A year after “Barzakh”, Kvedaravičius received his doctorate in Cambridge – “Knots of absence: death, dreams, and disappearances at the limits of law in the counter-terrorism zone of Chechnya” – noted in the 2012-2013 directory of the prestigious university. It was pain affects that moved him – for them he left political theory behind. To immerse yourself in the realities of everyday wartime in the North Caucasus. The social anthropologist also works as an underwater archaeologist.

Mariupol

“Mariupolis” followed in 2016 – like “Barzakh” shown in the Panorama of the Berlinale, and carried by the poetry of everyday life, it poses a challenge for the viewer: you have to decide for yourself which gesture, which detail you attribute meaning to.

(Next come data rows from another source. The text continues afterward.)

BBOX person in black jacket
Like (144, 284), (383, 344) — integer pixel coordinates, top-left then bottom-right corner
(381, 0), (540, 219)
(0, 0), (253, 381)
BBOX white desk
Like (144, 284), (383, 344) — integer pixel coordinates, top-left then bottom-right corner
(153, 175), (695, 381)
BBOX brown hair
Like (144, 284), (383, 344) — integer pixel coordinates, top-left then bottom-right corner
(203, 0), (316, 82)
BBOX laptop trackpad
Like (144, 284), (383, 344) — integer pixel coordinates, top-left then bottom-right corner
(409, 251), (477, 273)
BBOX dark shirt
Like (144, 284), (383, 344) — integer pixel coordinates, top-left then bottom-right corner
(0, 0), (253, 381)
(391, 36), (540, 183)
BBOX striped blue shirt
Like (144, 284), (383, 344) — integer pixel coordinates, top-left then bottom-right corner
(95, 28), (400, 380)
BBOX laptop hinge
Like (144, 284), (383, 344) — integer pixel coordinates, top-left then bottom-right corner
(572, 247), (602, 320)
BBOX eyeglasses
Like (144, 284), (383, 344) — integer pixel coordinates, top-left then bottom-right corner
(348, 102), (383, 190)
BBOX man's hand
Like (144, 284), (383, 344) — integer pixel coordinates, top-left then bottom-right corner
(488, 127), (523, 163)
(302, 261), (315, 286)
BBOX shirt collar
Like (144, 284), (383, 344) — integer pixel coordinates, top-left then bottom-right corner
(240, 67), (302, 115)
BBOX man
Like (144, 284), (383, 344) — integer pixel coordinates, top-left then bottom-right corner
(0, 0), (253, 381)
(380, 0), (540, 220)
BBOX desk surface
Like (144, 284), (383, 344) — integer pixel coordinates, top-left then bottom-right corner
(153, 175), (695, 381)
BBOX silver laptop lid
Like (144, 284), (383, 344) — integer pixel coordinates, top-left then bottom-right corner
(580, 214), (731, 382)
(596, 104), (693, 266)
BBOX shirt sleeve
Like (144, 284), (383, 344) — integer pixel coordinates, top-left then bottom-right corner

“His academic and cinematic interest is in the political and performative expression of bodies, materiality and absence,” says a biographical marginal note, which, as is well known, often represents autobiographical statements. How much new truth is there in each of these words, which at the time might have sounded abstract. The goEast film festival in Wiesbaden is showing “Mariupolis” in a matinee next Sunday in the Caligari film stage.

Beneath the surface of an ongoing everyday city life – between steelworks and theater group, between choral singing and the laps of a tram driver – accompanied by detonations in the background, fear and death, “Mariupolis” ultimately turned to survival in times of war. “Mariupolis” was an attempt to keep the city alive in the film, which is now really committed to dying and has become a symbol of destruction.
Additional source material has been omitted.